To celebrate its 100th season, the NFL and the Associated Press teamed up to rank the league’s 100 greatest plays of all-time. Think of it as a super listicle, only much more enjoyable to watch some of the most iconic moments in the sport’s history.
The Seattle Seahawks only had two positive plays on this list, and in fact there were more plays against them that made the cut. Richard Sherman’s infamous tip to Malcolm Smith to win the 2013 NFC Championship Game against the San Francisco 49ers ranked #58.
Fun Fact: Michael Crabtree has never scored a touchdown against the Seahawks.
As for the other good play, #13 was a no-brainer. Beastquake. I had to put “vs. New Orleans Saints” in the headline if only because he created another Beastquake in 2014. But you damn well know the original Beastquake trumps all, both for quality of the run and significance of the Seahawks pulling off one of the greatest upsets in NFL playoff history.
As for the bad plays that Seahawks fans may want to regret - #86 was Al Harris’ pick-6 of Matt Hasselbeck in the 2003 NFC Wild Card Game against the Green Bay Packers, as “We want the ball and we’re gonna score” became an immortalized quote. At #80 featured Antwaan Randle El’s touchdown pass to Hines Ward to cement Super Bowl XL for the Pittsburgh Steelers, who reportedly gave Bill Leavy and Jerramy Stevens both Gatorade showers for their terrific contributions en route to victory.
Number 25 was Bo Jackson flying down the sidelines on Monday Night Football for a 91-yard touchdown run, continuing through the KingDome tunnel. Lastly, coming in at #5 was something that happened in Super Bowl XLIX that we will not talk about. Luckily the Seahawks weren’t the only NFC West team victimized by an ill-fated goal-line pass in the Super Bowl.

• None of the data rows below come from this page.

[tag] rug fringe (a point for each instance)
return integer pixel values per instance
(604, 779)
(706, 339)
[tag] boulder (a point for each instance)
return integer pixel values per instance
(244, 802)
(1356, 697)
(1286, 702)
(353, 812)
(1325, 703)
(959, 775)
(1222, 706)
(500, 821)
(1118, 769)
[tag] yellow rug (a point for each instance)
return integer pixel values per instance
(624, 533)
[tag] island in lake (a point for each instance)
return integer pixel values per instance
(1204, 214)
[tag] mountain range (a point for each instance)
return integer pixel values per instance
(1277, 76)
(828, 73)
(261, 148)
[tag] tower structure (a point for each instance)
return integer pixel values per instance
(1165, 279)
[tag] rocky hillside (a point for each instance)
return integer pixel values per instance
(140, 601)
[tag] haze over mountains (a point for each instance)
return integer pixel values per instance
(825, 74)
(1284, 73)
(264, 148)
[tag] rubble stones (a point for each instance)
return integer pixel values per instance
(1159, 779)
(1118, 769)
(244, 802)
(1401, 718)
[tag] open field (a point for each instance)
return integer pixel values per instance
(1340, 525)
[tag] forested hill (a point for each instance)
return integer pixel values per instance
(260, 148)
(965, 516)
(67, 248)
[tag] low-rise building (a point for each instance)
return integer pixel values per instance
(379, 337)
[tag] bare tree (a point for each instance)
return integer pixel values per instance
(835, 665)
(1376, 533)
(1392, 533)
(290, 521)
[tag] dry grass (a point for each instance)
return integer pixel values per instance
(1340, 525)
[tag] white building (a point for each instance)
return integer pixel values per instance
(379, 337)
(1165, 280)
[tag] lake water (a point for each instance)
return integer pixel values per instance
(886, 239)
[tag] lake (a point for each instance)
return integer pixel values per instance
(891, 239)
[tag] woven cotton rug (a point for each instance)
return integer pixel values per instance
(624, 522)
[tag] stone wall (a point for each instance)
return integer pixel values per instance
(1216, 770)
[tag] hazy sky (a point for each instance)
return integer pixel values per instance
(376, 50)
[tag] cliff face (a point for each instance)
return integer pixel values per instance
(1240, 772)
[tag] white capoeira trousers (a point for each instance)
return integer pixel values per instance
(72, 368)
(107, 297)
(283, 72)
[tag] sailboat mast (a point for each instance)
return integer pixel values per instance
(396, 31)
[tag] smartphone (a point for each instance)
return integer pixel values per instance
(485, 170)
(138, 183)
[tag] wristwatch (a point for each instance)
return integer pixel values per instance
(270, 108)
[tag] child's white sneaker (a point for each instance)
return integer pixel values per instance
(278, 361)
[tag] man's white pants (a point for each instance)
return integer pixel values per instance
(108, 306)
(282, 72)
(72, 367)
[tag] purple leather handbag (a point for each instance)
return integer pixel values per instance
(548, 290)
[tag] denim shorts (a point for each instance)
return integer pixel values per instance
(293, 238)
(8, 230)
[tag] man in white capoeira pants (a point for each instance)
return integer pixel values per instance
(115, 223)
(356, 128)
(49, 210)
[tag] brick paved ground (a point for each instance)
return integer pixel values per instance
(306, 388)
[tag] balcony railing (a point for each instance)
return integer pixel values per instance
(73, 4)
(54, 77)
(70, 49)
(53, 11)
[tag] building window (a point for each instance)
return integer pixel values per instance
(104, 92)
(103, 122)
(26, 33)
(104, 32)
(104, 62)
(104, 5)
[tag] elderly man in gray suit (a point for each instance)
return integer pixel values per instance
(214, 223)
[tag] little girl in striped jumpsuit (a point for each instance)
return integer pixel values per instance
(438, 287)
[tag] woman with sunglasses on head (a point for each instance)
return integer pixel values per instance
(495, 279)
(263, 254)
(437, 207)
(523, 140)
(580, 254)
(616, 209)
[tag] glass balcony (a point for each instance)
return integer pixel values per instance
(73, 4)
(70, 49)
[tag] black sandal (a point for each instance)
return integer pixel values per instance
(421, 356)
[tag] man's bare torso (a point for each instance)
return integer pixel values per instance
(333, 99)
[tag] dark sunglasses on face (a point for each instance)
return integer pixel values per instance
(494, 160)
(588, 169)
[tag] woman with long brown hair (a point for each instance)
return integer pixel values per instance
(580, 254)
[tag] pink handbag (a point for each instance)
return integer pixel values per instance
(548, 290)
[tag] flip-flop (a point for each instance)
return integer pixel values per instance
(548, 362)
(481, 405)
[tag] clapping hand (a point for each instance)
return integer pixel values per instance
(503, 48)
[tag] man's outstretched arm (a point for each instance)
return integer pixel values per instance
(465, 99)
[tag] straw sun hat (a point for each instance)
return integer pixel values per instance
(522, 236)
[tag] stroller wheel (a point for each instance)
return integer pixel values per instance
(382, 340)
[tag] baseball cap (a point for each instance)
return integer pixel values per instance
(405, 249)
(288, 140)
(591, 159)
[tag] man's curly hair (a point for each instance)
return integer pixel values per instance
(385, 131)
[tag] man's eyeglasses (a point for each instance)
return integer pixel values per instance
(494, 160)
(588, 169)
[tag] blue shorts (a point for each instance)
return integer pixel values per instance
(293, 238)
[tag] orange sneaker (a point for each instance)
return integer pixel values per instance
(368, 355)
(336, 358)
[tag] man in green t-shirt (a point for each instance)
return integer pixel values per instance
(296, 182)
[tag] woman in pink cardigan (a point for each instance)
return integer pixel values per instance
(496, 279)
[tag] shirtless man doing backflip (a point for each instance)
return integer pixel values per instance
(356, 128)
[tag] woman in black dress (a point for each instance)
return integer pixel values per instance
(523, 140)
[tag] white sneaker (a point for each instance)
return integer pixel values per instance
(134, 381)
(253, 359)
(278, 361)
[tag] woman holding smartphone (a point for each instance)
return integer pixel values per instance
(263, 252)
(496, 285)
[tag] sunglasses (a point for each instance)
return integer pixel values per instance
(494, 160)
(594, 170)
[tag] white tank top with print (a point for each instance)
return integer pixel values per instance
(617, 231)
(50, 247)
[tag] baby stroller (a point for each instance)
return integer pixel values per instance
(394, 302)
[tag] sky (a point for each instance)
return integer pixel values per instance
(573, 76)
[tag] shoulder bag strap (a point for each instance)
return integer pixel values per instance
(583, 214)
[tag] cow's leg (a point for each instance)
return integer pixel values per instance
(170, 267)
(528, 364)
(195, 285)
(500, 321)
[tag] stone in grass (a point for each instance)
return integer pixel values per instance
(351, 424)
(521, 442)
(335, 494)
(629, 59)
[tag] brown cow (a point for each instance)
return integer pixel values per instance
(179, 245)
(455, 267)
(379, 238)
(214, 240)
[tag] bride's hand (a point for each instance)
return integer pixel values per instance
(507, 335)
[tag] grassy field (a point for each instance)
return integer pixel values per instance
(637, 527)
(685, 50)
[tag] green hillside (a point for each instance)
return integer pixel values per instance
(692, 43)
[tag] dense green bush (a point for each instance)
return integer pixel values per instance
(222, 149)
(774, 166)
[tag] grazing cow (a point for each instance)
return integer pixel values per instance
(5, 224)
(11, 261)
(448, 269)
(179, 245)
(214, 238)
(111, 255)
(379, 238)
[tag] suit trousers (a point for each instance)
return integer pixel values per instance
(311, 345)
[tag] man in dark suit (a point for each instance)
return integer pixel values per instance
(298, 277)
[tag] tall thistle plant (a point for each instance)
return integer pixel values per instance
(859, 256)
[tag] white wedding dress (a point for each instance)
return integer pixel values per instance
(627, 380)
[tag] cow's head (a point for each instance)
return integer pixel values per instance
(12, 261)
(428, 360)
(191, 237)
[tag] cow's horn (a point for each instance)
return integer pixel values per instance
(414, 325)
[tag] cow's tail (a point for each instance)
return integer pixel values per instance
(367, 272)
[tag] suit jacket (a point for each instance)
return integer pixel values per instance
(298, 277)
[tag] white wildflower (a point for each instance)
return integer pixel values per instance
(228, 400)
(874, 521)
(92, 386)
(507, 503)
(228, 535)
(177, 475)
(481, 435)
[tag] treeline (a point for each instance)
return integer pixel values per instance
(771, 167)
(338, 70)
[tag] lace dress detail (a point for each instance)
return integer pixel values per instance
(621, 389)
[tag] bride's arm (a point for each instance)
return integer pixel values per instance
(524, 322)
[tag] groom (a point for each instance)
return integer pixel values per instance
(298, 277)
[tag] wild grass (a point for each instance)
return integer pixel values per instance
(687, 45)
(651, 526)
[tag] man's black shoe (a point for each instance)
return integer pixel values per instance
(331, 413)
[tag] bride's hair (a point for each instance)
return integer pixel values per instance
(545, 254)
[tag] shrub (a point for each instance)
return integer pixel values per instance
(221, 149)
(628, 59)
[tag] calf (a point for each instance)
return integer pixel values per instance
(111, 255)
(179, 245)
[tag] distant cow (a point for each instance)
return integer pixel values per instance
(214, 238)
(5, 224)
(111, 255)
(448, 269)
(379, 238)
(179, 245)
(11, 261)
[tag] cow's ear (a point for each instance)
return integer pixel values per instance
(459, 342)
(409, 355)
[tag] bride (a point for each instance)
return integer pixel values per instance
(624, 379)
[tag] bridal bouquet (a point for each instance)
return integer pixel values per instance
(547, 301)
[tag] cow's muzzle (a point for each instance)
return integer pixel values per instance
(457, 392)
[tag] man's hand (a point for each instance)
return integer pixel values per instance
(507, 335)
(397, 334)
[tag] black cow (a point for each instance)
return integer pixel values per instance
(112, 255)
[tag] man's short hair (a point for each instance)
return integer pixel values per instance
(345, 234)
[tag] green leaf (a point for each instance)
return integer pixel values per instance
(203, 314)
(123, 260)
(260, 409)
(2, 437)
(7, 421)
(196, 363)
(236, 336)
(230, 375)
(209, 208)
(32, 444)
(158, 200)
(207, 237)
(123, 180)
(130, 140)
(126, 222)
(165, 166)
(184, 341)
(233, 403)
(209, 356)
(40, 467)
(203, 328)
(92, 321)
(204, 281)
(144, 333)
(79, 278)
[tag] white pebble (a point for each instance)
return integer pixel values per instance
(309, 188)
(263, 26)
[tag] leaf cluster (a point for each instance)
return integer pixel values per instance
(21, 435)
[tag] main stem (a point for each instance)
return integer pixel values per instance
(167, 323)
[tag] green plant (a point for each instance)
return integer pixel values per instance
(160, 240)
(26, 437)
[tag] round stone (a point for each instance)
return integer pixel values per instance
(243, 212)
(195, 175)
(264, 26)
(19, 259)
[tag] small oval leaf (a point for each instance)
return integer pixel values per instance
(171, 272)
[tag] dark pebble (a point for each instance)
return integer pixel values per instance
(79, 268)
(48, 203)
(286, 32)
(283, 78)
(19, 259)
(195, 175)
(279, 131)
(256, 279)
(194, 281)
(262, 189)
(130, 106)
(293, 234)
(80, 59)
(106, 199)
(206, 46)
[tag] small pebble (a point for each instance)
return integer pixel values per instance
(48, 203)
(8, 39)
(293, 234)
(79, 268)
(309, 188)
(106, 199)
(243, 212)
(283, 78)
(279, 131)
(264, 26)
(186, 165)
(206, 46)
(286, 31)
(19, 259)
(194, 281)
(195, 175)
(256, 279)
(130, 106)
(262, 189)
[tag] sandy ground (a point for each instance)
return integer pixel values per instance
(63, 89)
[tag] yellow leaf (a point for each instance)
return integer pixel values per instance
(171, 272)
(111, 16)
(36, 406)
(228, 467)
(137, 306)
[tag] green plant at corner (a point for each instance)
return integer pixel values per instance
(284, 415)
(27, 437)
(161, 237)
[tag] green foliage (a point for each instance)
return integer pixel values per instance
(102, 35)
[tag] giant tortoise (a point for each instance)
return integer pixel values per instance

In case you’re wondering, numero uno was the Immaculate Reception, beating out “The Catch” by the late Dwight Clark for top spot. I’m sure Oakland Raiders fans (or anyone who hates the Pittsburgh Steelers) would object on the grounds of Terry Bradshaw’s pass hitting off of Steelers RB John Fuqua (which would’ve made it an incomplete pass based on NFL rules at the time) and/or the ball hitting the ground before Franco Harris could collect and score.